M1 – DBS

Tough time ahead

Comment on Results

Net- profit of S$38.0m was up 2.7% y-o-y if we exclude one-off tax credit of S$12.9m from last year profits. Revenue at S$204m was up 3.8% mainly due to growth in revenue from (i) mobile segment with increased contribution from M1 data plan; and (ii) international call services. EBITDA margin at 42.2% was slightly lower than 43.4% last year but in line with our expectations.
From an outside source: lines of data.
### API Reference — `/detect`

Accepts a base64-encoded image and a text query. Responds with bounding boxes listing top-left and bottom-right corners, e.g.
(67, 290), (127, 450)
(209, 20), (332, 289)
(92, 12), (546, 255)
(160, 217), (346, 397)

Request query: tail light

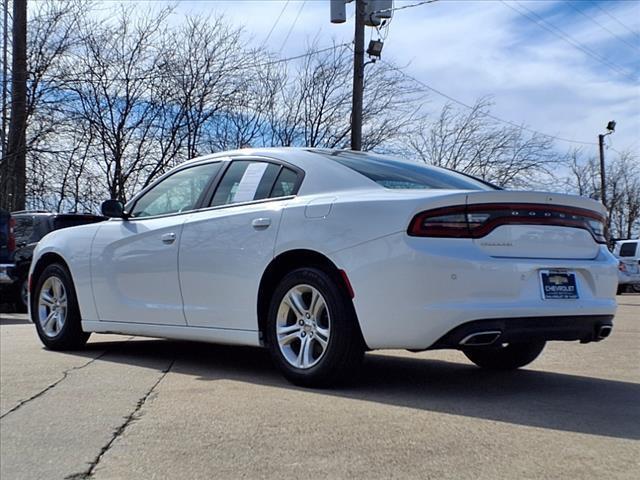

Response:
(7, 218), (16, 253)
(407, 203), (606, 243)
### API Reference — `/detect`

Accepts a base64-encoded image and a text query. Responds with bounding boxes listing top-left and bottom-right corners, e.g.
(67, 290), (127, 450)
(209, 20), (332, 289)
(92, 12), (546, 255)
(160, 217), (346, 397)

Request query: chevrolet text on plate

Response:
(29, 148), (618, 386)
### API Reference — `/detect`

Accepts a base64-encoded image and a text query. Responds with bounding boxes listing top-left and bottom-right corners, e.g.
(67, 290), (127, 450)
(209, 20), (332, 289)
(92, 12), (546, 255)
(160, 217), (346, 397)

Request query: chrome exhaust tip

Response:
(459, 330), (502, 347)
(597, 325), (613, 340)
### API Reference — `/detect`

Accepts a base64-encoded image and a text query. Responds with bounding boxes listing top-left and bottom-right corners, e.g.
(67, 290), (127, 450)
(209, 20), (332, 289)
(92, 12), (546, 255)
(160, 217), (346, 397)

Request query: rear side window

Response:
(620, 242), (638, 257)
(13, 216), (33, 245)
(210, 160), (298, 207)
(318, 151), (495, 190)
(271, 167), (298, 198)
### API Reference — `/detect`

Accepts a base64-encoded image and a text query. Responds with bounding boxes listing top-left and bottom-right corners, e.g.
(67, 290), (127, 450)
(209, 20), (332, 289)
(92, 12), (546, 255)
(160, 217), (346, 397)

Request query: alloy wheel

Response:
(276, 284), (331, 369)
(38, 276), (68, 337)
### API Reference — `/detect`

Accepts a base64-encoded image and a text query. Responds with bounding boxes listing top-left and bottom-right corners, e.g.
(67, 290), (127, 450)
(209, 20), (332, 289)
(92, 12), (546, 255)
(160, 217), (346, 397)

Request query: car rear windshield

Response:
(316, 150), (497, 190)
(620, 242), (638, 257)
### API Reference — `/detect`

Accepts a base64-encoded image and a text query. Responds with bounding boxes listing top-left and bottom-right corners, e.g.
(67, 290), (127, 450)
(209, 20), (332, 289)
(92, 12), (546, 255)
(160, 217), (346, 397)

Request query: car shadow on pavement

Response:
(76, 340), (640, 440)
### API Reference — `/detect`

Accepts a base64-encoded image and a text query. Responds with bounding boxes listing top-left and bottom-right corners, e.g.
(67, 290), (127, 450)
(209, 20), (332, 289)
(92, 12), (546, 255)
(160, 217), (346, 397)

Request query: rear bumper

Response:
(431, 315), (613, 349)
(332, 233), (618, 349)
(618, 271), (640, 285)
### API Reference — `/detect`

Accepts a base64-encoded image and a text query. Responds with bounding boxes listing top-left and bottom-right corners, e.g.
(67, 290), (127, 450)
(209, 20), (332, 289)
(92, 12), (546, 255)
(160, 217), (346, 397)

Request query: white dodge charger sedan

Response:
(29, 148), (618, 385)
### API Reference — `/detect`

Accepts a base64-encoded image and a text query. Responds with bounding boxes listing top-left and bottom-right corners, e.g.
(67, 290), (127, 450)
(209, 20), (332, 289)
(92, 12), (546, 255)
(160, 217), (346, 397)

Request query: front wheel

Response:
(31, 263), (89, 350)
(463, 342), (546, 370)
(15, 277), (29, 313)
(266, 268), (364, 387)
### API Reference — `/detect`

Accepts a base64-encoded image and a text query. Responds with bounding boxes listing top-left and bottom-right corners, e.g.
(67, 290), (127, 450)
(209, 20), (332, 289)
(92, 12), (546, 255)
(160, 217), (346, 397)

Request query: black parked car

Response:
(0, 211), (106, 312)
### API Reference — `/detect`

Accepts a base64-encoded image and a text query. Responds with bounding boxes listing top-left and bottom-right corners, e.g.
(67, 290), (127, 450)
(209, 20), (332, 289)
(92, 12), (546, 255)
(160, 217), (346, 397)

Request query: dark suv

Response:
(0, 211), (106, 312)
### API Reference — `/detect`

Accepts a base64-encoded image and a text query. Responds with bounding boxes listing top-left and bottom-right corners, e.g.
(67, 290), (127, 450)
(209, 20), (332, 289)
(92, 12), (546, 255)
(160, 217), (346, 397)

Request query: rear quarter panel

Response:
(29, 224), (101, 320)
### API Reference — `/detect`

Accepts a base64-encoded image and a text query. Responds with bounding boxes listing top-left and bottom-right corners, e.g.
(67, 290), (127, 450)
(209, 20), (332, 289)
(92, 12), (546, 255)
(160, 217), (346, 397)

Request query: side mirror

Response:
(100, 200), (127, 218)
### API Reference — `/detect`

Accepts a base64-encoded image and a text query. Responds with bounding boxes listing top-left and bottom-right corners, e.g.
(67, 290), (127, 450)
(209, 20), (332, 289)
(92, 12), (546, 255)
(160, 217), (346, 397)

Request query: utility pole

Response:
(0, 0), (9, 163)
(0, 0), (27, 210)
(351, 0), (365, 150)
(598, 120), (616, 242)
(598, 133), (607, 208)
(330, 0), (393, 150)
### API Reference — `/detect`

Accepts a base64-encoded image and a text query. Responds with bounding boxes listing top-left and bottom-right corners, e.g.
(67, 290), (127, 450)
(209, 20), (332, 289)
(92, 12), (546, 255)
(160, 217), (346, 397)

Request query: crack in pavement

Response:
(0, 336), (135, 420)
(0, 350), (108, 420)
(64, 358), (176, 480)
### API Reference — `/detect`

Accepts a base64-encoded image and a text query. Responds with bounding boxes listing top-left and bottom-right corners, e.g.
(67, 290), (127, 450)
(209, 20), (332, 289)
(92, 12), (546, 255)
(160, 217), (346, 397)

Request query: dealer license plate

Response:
(540, 270), (579, 300)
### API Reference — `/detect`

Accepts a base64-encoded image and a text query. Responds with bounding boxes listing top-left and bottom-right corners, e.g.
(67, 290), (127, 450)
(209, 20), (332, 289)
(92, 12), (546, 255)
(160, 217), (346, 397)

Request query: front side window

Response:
(131, 162), (220, 218)
(620, 242), (638, 257)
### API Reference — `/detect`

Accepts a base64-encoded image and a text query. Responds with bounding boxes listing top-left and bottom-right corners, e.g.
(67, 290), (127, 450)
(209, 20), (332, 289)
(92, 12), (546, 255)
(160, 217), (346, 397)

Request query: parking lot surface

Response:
(0, 295), (640, 480)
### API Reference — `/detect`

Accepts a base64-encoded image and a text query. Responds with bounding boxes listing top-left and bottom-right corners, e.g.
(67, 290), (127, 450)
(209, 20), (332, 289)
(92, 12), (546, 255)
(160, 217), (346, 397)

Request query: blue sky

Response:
(102, 0), (640, 154)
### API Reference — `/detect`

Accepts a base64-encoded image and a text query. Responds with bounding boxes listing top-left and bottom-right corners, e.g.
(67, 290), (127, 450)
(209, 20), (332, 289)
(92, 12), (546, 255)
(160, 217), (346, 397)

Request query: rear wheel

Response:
(266, 268), (364, 387)
(463, 342), (546, 370)
(31, 263), (89, 350)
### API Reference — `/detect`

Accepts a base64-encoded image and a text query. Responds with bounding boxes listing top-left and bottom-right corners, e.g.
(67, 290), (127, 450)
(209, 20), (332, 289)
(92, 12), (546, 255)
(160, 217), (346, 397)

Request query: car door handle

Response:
(160, 232), (176, 245)
(251, 218), (271, 230)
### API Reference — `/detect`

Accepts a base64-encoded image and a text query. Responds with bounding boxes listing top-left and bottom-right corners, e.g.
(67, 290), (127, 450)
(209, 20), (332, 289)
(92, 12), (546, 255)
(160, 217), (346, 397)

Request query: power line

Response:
(4, 43), (350, 83)
(500, 0), (636, 82)
(262, 0), (291, 45)
(380, 60), (598, 145)
(372, 0), (438, 15)
(593, 3), (640, 37)
(278, 0), (307, 53)
(567, 0), (640, 51)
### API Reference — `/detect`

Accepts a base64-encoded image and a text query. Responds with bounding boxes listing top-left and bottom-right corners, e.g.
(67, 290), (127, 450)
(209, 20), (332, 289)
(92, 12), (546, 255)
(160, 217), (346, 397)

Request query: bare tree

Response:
(567, 149), (640, 238)
(409, 98), (559, 187)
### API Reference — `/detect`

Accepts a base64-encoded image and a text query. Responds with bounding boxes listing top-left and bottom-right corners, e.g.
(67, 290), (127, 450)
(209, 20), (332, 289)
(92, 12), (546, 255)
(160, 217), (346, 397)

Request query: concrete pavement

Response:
(0, 295), (640, 480)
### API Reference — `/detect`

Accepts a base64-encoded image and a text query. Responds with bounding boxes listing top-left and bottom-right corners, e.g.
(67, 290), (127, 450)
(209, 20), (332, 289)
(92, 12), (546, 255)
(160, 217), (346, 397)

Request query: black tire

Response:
(463, 342), (546, 370)
(31, 263), (90, 350)
(15, 277), (29, 313)
(266, 267), (365, 387)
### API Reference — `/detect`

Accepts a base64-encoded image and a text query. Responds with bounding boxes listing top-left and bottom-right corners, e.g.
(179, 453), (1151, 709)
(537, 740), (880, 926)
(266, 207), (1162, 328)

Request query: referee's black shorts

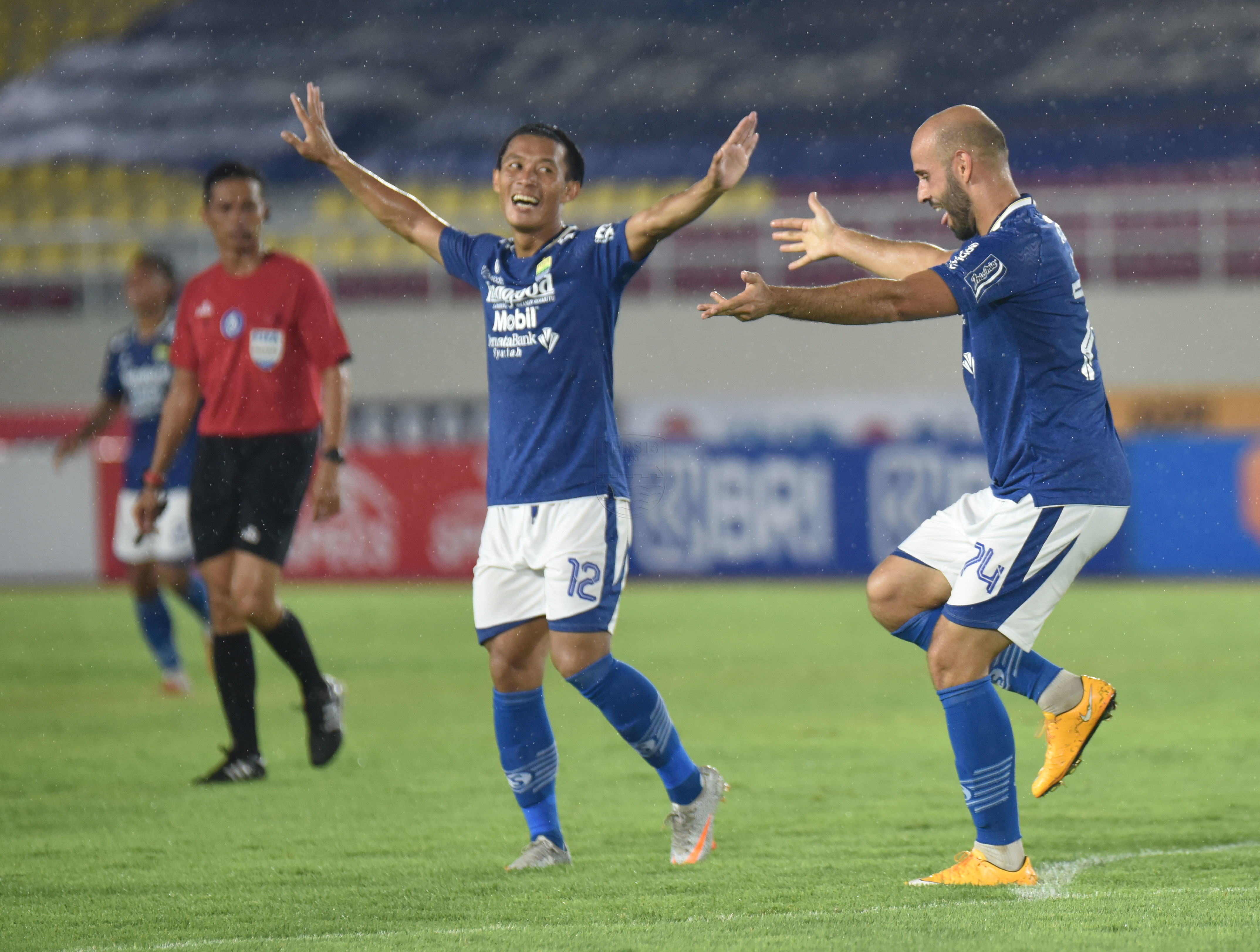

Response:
(188, 427), (319, 565)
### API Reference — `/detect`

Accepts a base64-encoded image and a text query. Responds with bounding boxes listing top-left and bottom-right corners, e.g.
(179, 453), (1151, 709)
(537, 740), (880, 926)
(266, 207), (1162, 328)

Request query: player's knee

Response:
(867, 565), (906, 631)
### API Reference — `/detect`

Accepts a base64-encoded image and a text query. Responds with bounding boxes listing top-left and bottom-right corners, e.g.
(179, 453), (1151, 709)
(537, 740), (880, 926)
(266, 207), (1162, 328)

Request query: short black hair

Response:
(494, 122), (586, 185)
(202, 159), (267, 205)
(131, 248), (179, 307)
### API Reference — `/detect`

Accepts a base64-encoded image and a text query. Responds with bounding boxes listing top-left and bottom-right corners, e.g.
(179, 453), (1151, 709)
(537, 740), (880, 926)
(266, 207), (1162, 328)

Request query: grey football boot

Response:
(668, 767), (731, 866)
(504, 836), (573, 871)
(305, 675), (345, 767)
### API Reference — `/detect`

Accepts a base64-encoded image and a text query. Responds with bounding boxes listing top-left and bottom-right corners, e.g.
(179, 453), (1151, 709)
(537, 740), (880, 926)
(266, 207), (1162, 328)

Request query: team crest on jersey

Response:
(219, 307), (244, 340)
(964, 254), (1007, 301)
(249, 327), (285, 370)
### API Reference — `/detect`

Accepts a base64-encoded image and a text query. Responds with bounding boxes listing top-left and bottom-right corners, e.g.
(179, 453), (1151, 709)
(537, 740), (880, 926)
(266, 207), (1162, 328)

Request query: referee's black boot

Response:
(195, 747), (267, 783)
(306, 675), (345, 767)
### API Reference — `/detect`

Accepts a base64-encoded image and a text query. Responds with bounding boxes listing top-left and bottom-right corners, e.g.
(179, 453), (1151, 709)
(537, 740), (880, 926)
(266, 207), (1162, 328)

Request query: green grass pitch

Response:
(0, 582), (1260, 952)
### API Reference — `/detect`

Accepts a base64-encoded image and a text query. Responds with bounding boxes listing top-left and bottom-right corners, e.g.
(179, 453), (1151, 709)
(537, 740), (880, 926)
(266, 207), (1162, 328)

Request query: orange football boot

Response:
(906, 850), (1037, 885)
(1032, 675), (1115, 797)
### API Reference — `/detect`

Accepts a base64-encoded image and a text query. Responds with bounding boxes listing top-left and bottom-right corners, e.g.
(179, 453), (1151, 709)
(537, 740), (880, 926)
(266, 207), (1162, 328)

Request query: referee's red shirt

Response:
(170, 252), (350, 436)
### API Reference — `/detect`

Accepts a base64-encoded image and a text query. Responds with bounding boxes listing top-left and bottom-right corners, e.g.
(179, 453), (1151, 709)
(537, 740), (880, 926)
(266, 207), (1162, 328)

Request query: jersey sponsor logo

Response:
(946, 242), (980, 271)
(219, 307), (244, 340)
(485, 273), (556, 307)
(249, 327), (285, 370)
(964, 254), (1007, 301)
(490, 307), (538, 334)
(1081, 319), (1097, 380)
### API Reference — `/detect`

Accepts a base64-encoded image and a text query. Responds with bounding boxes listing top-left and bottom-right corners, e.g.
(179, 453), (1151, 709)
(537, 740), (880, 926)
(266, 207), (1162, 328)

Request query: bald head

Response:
(915, 106), (1011, 170)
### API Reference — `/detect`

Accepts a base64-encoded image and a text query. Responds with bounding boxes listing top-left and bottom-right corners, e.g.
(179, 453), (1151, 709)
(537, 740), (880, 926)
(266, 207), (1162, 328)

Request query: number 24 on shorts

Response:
(568, 559), (600, 602)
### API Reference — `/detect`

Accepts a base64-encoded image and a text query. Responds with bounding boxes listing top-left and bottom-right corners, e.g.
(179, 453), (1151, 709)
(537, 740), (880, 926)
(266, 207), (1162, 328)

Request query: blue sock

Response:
(567, 655), (702, 803)
(179, 572), (210, 622)
(494, 687), (565, 849)
(989, 645), (1063, 700)
(892, 606), (1063, 700)
(136, 594), (180, 671)
(892, 604), (945, 651)
(936, 677), (1019, 846)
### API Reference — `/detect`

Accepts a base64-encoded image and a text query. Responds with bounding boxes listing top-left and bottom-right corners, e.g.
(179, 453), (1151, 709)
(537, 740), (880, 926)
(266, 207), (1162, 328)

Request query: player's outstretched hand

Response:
(131, 486), (166, 545)
(770, 192), (839, 271)
(695, 271), (776, 321)
(280, 83), (342, 165)
(311, 460), (342, 523)
(708, 112), (761, 192)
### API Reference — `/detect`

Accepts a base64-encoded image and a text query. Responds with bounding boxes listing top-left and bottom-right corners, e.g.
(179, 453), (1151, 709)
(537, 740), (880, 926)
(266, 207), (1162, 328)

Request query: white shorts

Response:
(113, 489), (193, 565)
(472, 496), (630, 642)
(895, 489), (1129, 651)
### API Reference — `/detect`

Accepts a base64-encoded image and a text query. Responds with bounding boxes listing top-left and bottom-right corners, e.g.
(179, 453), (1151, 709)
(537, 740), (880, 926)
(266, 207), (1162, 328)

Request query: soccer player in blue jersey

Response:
(699, 106), (1130, 885)
(283, 84), (757, 869)
(53, 252), (210, 695)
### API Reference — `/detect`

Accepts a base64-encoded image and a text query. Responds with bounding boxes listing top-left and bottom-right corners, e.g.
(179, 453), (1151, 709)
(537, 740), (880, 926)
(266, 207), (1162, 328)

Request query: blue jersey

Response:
(441, 222), (643, 506)
(101, 317), (197, 490)
(933, 195), (1130, 506)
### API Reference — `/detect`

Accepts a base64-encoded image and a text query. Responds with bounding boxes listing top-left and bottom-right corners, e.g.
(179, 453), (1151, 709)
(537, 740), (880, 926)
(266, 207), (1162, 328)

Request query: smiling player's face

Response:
(910, 135), (978, 240)
(494, 136), (582, 242)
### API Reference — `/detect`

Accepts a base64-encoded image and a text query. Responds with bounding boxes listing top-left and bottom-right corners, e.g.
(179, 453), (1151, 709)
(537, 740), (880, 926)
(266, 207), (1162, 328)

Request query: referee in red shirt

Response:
(135, 162), (350, 783)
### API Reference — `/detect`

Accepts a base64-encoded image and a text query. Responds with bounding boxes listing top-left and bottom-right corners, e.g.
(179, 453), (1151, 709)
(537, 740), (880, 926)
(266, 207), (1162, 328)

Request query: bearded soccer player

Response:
(283, 84), (757, 870)
(135, 162), (350, 783)
(699, 106), (1130, 885)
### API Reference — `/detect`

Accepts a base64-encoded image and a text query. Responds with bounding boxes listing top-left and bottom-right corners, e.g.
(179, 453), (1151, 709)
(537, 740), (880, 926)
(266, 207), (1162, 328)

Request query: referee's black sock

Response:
(262, 608), (325, 698)
(214, 631), (258, 757)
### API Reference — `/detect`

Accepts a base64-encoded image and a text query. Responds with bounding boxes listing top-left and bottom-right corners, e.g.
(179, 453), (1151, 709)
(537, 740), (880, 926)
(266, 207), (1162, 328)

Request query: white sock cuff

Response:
(972, 839), (1024, 873)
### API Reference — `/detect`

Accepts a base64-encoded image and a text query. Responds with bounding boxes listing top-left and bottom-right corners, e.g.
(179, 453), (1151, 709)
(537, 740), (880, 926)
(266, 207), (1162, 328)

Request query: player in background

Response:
(53, 250), (210, 695)
(135, 162), (350, 783)
(282, 84), (757, 869)
(699, 106), (1130, 885)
Further loss of market share across mobile while ARPU held up pretty well. Although M1 added 7K and 12K subscribers across post-paid and pre-paid segments respectively, market share was lower at 28.1% (28.4% in 4Q07) and 24.7 (Vs 26.1%) respectively. On the other hand, post-paid ARPU was fairly stable at $$61.6 (S$62.4 in 4Q07), while pre-paid ARPU was down at S$16.8 (S$18.2) due to stiff price competition.

Recommendation

Management re-iterated guidance for stable operations. Management is guiding for EBITDA margins around 44-45% for the whole year, similar to the margins of the last year, in the hope that cost savings from outsourcing of call centre operations, compensate for higher costs due to mobile number portability (MNP) in June 08. The company also revealed that 75% of its postpaid subscribers are contracted for one year plus. Capex guidance for the year is still intact at about S$100m as M1 invests into its own leased circuits in 2Q08.

We maintain HOLD with DCF based target price of S$2.20. Regular dividend yield of over 7% can be further complemented by special dividends or capital reduction as M1’s net debt-to-EBITDA at 0.6x remains far below its target of 1.5x. However, in our view, Mobile Number Portability (MNP) could be a significant risk for the company.